PhotoBiotics Ltd, University College London's (UCL)-Chemistry and UCL's-National Medical Laser Centre are strengthening their partnership with the help of TSB feasibility grant funding in Photonics-based theranostics to develop a novel "see and treat" approach for gastric cancers. Using the fragment of a clinically-approved antibody together with a fluorescent dye that absorbs and emits in the infra-red region of the light spectrum and Photobiotics' leading soluble photosensitiser, this team aims to generate some preliminary proof-of-concept data for the feasibility of a combined fluorescence diagnosis and photodynamic therapy agent.
The team aims to investigate the technical issues in conjugating multiple, different small molecule entities to an antibody fragment whilst retaining full antibody function and no cross-over interference between the two optically-active small molecules. If successful, this data will be used for future fund-raising to develop the idea further into a possible product for all parties to co-develop, leading to better treatment options for patients with gastric cancer.
Oesophageal Cancer is rapidly rising and is the 4th largest cancer killer in men. This project supports combining PhotoBiotics' proprietary OptiLink technology and its own drugs with experts from Imperial College and University College London National Medical Laser Centre to develop a novel antibody-directed phototherapy (ADP) drug to treat cancer. These drugs have few side effects and tumours cannot develop drug resistance to them. We have identified a clinically-validated target and have preliminary data to show that we can tackle this for Oesophageal Cancer. Photobiotics will oversee the manufacture and testing of the drug, Imperial College will help to generate functional data and UCL will treat tumours using their established models. If successful, thus funding will lead to major interest from the pharmaceutical industry to take this into clinical trials.

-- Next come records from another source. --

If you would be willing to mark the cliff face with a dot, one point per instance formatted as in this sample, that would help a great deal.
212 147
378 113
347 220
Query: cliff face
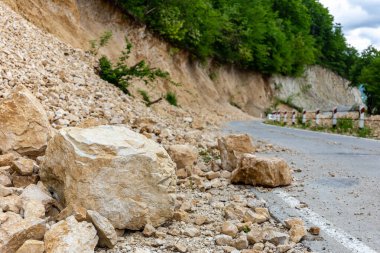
204 86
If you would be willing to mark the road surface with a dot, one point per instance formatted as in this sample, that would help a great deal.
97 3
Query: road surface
339 180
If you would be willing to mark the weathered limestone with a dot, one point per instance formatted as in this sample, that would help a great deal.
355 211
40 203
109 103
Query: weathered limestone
269 172
122 175
32 246
71 236
14 234
106 232
231 147
183 155
24 124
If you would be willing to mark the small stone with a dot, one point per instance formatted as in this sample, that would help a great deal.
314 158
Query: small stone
180 247
200 220
23 166
253 217
106 232
223 240
149 230
228 228
181 215
7 159
5 180
297 232
241 242
32 246
289 223
314 230
24 181
191 232
5 191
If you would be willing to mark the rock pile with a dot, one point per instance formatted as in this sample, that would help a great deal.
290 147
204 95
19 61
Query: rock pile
88 187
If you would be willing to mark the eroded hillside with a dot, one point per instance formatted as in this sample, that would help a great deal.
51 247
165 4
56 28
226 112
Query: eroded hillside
204 85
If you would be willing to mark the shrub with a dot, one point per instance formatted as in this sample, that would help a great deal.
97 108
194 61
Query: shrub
145 96
171 97
121 75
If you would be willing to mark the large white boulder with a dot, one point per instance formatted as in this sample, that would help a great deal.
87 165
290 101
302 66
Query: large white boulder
262 171
24 124
71 236
121 174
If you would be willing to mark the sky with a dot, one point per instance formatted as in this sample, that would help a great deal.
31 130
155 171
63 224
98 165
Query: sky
360 20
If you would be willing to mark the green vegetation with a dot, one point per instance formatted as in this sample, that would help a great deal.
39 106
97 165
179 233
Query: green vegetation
344 126
104 39
145 96
270 36
121 75
171 97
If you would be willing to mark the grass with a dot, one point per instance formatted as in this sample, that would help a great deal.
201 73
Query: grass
345 126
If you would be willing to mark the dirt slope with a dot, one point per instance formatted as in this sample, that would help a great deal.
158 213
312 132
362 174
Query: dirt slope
78 21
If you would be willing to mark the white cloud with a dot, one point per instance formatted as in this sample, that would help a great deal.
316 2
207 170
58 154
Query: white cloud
360 20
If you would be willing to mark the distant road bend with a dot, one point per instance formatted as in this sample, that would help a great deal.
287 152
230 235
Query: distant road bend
339 181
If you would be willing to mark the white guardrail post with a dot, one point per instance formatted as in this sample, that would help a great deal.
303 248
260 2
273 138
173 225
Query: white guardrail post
293 117
361 117
304 117
317 117
335 110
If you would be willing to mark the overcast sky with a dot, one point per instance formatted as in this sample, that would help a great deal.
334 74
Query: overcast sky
360 20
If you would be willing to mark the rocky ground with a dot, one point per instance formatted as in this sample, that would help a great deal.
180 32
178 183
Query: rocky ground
47 86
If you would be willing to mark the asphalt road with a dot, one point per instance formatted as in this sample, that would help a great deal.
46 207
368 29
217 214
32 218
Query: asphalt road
339 181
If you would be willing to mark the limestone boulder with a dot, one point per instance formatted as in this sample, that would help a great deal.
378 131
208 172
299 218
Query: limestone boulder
262 171
125 177
32 246
24 124
71 236
106 232
231 147
14 233
183 155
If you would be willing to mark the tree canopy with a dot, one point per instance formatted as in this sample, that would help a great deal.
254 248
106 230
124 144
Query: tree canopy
269 36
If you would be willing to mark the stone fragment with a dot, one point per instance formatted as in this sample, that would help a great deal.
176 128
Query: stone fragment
23 166
11 203
228 228
122 175
33 192
224 240
180 247
241 242
275 237
262 171
24 181
32 246
24 125
297 232
183 155
289 223
5 191
15 234
106 232
191 232
149 230
254 217
7 159
33 208
78 212
71 236
314 230
5 180
231 147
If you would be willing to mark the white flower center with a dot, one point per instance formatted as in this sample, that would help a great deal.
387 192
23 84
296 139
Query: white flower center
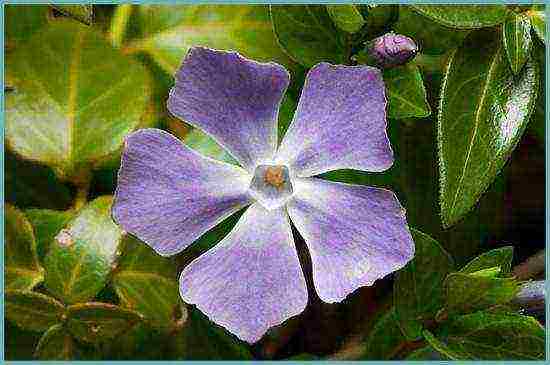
271 186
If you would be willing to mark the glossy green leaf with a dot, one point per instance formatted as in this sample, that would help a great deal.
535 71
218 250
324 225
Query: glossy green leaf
32 311
80 259
22 270
99 322
83 13
147 282
464 16
418 287
56 344
466 293
70 107
489 336
384 338
346 17
200 339
22 190
166 32
538 20
499 257
47 224
517 40
431 37
307 34
483 112
22 21
406 93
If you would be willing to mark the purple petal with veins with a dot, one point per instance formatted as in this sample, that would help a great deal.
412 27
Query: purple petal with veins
355 234
252 280
340 122
168 195
234 99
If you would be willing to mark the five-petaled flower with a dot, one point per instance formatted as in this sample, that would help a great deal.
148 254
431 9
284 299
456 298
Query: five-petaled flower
169 195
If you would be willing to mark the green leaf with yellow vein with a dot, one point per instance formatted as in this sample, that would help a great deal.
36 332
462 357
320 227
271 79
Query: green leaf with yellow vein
147 282
464 16
538 20
307 34
55 344
483 112
406 93
516 34
47 224
166 32
32 311
22 269
466 293
346 17
490 336
83 13
81 256
418 287
99 322
70 108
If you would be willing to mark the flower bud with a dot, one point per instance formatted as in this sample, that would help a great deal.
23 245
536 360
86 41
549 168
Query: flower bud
391 50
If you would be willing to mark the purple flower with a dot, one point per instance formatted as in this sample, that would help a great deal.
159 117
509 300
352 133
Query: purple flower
169 195
391 50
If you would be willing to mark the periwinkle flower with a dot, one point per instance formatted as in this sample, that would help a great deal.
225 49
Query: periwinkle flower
168 195
391 50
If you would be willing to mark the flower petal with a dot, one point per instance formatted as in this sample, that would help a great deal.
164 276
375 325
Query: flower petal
355 234
234 99
340 122
252 280
169 195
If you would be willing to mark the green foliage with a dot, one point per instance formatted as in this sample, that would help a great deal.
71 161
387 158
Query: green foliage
22 269
464 16
81 257
486 336
346 17
307 34
517 40
147 282
406 93
79 112
483 112
418 287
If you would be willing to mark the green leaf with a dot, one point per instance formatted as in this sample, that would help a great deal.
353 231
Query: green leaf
500 257
167 32
467 293
307 34
99 322
22 21
384 338
486 336
517 41
483 112
418 287
201 339
56 344
22 270
431 37
47 224
346 17
70 108
406 92
147 282
464 16
32 311
538 20
80 259
82 13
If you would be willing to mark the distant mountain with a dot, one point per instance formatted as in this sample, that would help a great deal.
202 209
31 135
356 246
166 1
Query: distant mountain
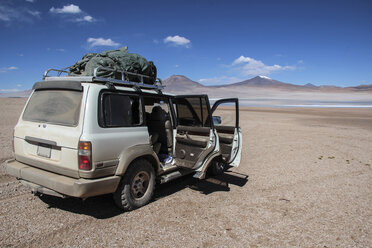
309 85
263 81
363 87
179 84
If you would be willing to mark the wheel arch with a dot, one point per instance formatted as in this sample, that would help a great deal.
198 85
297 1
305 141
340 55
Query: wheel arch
135 153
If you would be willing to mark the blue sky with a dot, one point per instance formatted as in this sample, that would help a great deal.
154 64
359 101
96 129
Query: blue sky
211 41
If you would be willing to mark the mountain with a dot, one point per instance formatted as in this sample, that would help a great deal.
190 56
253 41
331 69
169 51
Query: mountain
262 81
178 84
24 93
309 85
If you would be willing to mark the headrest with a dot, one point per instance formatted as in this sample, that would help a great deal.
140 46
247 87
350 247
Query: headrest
158 114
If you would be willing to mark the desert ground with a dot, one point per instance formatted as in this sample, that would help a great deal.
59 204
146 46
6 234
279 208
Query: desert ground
304 181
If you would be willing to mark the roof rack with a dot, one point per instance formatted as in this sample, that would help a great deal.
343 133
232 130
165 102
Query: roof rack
124 81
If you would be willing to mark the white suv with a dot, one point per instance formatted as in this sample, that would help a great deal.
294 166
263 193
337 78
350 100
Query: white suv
88 136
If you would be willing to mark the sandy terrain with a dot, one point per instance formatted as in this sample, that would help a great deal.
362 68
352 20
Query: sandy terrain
305 180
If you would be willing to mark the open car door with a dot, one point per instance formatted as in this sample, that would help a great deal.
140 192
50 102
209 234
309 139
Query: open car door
225 116
194 138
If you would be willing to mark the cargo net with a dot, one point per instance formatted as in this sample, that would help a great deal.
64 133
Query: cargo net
122 66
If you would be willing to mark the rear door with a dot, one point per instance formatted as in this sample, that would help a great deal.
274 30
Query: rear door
48 132
225 116
194 135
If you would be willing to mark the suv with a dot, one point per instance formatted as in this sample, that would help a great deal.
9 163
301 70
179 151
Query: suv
88 136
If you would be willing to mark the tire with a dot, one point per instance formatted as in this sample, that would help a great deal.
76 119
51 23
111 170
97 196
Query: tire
216 168
137 186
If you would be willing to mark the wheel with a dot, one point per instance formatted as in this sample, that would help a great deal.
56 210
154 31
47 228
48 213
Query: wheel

PhotoBiotics is a biotechnology company established from Imperial College London to develop antibody drug conjugates (ADCs) to treat cancer and other associated diseases. Its patented OptiLink platform enables high drug loading of small antibody fragments leading to enhanced formulation, tumour specificity, reduced side effects and high potency. In this TSB co-funded project, PhotoBiotics is exploring how the OptiLink platform can be used to target and reformulate an existing poorly soluble cancer chemotherapy drug - doxorubicin. The resulting drugs could be safer and easier to administer, with higher levels of potency due to their tumour specificity.